There is a story told about Mark Twain having an argument about polygamy with a Mormon. The Mormon challenged Mark Twain by saying, "Show me where in the Bible it says I cannot have more than one wife." Mark Twain quickly quoted from today's Gospel passage: No man can serve two masters!

Many years ago I read a commentatary on today's Gospel passage that said this parable is uniquely qualified to teach us how to read and interpret parables. Parables, like most of scripture, are not meant to be read literally. Hopefully you have gotten that message clearly over the past few weeks as we have heard Jesus say he came to set the world on fire, that we must hate our mothers and fathers if we want to be disciples, and then last week, asking "What man among you having a hundred sheep and losing one of them would not leave the ninety-nine in the desert and go after the lost one until he finds it?" If Jesus asked that question at the National Association of Working Shepherds, the answer would have been: No one; ever!

In today’s reading, Jesus is not telling us that devious employees are to be emulated or even admired. He holds up the behavior of the servant who is about to be separated from his job as a contrast to the behavior of those who claim to be his disciples. How many people here know how many games the Red Sox have left in the regular season? How many people know what the school budget is for Stow this fiscal year?How about the closing Dow Jones Index this week? How about all the words to your current favorite song? Please don't raise your hands on this: how many people have jobs that require a master's degree or equivalent in education or training or better? My point is that this community is made up of very educated, very capable, very motivated people.

Again no hands, how many people remember what last Sunday's readings were; all 3? How many people here know who the prophet Amos is or why he wrote what we heard in our first reading? For those who don't, how many plan to go home and google it? And finally for now, how would those of you who silently answered yes to having a job that required an advanced degree respond if someone with a 9th or 10th grade level awareness of your job said that they disagreed with how you are doing your job? I ask this because I had coffee with Deacon Bob Brady this week and in talking about people coming for marriage or to bring their children for baptism he remarked that he frequently hears people say that they disagree with this or that Church teaching.
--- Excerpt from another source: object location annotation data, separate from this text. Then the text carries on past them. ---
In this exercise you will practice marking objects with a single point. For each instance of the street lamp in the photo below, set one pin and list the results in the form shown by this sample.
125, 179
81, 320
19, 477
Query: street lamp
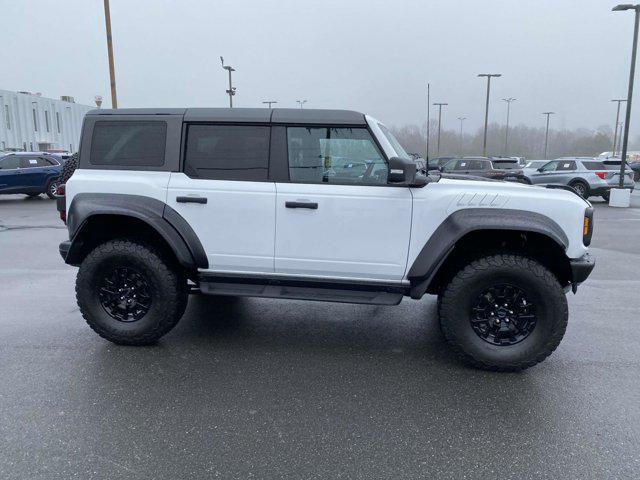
439, 105
506, 132
486, 111
624, 201
462, 119
232, 89
546, 135
615, 129
112, 71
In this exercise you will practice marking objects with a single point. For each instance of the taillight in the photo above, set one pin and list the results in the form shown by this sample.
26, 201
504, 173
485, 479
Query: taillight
587, 226
61, 202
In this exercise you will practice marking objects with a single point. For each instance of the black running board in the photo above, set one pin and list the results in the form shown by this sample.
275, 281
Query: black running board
302, 289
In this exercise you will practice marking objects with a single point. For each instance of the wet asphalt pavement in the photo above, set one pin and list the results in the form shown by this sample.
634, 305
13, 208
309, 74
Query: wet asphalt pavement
258, 388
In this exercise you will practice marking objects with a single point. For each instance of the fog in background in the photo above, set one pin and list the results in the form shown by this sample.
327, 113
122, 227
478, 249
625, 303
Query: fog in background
570, 57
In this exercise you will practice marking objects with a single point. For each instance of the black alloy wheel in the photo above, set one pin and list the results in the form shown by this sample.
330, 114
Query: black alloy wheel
124, 294
502, 315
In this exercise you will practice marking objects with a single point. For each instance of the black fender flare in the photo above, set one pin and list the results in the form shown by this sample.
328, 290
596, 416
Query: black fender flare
460, 223
168, 223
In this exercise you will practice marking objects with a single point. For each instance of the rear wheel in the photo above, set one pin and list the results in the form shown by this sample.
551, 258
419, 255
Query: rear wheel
129, 294
581, 188
503, 312
52, 187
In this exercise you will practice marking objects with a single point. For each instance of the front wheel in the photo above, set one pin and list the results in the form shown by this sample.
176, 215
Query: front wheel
129, 294
503, 312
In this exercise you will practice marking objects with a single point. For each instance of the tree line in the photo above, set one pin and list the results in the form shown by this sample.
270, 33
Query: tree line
523, 141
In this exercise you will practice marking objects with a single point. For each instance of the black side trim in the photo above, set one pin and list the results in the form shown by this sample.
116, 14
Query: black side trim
459, 223
303, 289
581, 269
162, 218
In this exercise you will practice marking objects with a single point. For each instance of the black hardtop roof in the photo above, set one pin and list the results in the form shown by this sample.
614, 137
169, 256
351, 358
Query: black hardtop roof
307, 116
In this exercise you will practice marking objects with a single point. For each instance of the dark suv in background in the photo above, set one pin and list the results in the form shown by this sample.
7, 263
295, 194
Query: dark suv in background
484, 167
30, 173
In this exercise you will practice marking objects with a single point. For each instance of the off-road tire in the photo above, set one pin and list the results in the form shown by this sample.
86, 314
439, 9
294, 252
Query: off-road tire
167, 287
455, 311
50, 183
68, 168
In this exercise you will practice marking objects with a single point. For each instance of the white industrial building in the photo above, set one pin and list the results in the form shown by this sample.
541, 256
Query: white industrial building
31, 122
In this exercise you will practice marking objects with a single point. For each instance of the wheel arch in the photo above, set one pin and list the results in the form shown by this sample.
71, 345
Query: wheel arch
94, 218
469, 233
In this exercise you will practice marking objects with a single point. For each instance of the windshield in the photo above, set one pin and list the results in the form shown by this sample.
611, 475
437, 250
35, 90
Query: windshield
394, 143
506, 164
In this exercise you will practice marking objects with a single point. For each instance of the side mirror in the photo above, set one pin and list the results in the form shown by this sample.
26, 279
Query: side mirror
405, 172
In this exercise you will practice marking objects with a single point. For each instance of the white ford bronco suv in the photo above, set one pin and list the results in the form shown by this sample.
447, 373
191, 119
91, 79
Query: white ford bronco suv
312, 205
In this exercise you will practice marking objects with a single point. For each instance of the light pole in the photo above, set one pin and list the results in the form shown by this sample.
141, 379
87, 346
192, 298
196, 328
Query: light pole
439, 105
428, 120
232, 89
462, 119
112, 68
632, 71
546, 134
615, 130
506, 132
486, 110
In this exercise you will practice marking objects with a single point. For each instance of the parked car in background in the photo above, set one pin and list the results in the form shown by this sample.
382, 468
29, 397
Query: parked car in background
614, 163
533, 164
29, 173
588, 176
439, 161
483, 167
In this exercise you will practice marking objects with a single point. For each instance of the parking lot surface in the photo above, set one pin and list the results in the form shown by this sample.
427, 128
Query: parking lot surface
258, 388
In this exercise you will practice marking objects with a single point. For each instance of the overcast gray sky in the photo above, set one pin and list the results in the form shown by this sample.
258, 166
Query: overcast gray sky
375, 56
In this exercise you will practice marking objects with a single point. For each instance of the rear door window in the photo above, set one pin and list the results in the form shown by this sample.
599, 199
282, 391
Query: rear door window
228, 152
9, 163
128, 143
565, 166
594, 165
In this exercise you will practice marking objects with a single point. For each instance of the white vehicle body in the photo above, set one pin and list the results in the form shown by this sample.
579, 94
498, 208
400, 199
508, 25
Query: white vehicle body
320, 205
368, 233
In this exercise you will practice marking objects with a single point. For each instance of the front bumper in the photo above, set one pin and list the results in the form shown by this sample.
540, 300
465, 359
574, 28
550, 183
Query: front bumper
581, 269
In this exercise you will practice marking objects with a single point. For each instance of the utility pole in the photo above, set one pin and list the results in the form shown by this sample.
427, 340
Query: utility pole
112, 68
428, 120
615, 130
439, 105
462, 119
546, 135
506, 132
486, 110
632, 71
232, 89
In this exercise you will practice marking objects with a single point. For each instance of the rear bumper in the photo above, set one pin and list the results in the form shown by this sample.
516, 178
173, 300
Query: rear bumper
581, 269
64, 249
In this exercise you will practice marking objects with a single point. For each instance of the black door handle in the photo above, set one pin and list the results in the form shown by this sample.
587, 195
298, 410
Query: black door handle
191, 199
309, 205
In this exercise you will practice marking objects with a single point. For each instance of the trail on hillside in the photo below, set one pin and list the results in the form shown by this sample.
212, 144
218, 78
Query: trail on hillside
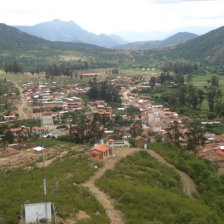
188, 184
22, 105
116, 216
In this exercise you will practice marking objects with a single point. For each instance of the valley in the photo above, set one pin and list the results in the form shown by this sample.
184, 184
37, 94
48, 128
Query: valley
128, 136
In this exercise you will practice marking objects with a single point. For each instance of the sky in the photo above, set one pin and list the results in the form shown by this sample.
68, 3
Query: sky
117, 16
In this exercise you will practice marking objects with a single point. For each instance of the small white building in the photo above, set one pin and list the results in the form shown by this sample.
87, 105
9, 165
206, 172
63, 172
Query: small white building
36, 212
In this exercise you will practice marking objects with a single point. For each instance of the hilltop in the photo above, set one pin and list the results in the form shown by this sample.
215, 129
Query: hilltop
57, 30
208, 48
173, 40
30, 50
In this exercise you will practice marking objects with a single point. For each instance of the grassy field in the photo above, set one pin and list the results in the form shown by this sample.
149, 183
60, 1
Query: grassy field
149, 192
64, 177
201, 80
201, 171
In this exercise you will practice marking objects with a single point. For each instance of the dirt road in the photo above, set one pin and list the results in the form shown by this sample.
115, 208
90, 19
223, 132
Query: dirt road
188, 184
116, 216
23, 109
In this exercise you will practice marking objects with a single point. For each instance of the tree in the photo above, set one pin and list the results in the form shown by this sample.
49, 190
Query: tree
9, 137
201, 96
215, 81
152, 82
173, 133
211, 93
136, 129
194, 98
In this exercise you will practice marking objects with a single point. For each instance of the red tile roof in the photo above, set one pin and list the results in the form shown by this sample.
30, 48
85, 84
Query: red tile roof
101, 148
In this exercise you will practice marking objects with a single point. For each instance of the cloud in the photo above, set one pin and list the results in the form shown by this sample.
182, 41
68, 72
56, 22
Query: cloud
178, 1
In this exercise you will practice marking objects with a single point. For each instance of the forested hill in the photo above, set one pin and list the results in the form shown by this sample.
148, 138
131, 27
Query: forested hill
178, 38
29, 50
208, 48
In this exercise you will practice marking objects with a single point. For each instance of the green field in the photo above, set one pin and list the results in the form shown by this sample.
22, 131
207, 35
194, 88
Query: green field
201, 171
149, 192
22, 185
201, 80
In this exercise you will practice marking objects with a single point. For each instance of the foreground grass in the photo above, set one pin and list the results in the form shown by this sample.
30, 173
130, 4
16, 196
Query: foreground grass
64, 177
210, 186
149, 192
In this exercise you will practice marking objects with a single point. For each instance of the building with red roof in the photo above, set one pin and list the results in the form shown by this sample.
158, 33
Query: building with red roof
100, 152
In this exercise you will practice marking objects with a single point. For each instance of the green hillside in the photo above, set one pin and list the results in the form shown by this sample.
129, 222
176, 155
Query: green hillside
208, 48
29, 51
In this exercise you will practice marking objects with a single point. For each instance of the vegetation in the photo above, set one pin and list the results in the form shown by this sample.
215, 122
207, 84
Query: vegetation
64, 177
201, 171
103, 91
149, 192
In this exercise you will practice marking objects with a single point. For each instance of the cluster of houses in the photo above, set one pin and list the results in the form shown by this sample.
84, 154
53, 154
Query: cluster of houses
51, 100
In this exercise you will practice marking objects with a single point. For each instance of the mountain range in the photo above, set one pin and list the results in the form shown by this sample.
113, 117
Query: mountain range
28, 50
175, 39
58, 30
208, 48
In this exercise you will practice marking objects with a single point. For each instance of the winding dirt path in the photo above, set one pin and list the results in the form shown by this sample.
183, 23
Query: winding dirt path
22, 105
188, 184
116, 216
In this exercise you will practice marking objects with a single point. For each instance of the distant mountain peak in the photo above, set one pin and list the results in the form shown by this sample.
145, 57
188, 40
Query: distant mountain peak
58, 30
177, 38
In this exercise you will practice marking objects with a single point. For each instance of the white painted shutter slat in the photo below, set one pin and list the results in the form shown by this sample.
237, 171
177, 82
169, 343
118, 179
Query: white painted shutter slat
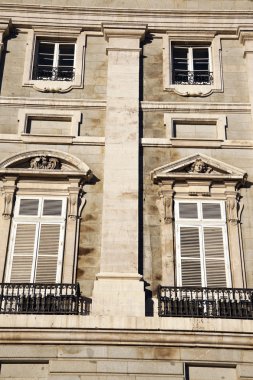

The reality is that most people have at best a 9th or 10th grade understanding of Church teaching.

So it seems that as it was in Jesus' day so it continues today. We are still much more likely to take initiative in worldly things than in our relationship to Christ. What would happen if we applied the same thinking to our faith life as the unjust steward did to his life? At some level each of us has to make the fundamental decision as to whether we believe there is a loving God whose plan or vision for us is to call us to become all He has created us to be, or there is no such God and all of what we see is pretty meaningless. If I decide there is no God, then I should stick to it and stop wasting time coming to Church or loving anyone. But if I decide there is such a God, doesn't it make sense to find out more about this God, and then try to respond to that call? It is pretty simple and Fr. Walter laid it out simply at the town meeting last Wednesday. If we decide for God then we need to learn to know God who is most humanly accessible in the person of Jesus Christ; then we need to live out that loving call in community since that is how God made us and calls us to live; and then, because we are the body of Christ here and now, act as Christ does by passing this love and challenging call on by making others disciples as well.

I am suggesting that if we decide for God we should devote every bit as much of our intelligence, and education, and motivation to responding to this call as we do to all the other things we do in life. Just as the steward was motivated to provide for his livelihood, we should be motivated by the realization that living out our faith fully is what is needed to bring about the kingdom of God here on earth. That is not just providing for our livelihood, it is making this world a place where there is no hunger, there is no violence and oppression or terrorism, there is no addiction or mental illness or homlessness. Isn't that the world we want for our children and our grandchildren. Isn't that the world we want for ourselves? That is what is at the heart of our collaborative pastoral plan; that is what we taste and anticipate as we gather here week after week to celebrate Eucharist. What will it take for us to have the zeal and the initiative of the devious servant?

For me it is the very same realization that the steward in today's parable had: I don't have any other choice. I cannot live in this world without doing everything I can to bring about the kingdom of God, here and now. I cannot live with the pain I see around me and in me without doing everything I can to respond to the only thing which can heal that pain: Christ's love. The prayer that is in my heart and on my lips is that you all decide the same way: to know that Christ loves you, experience that love in this community, and then share that love with everyone you meet.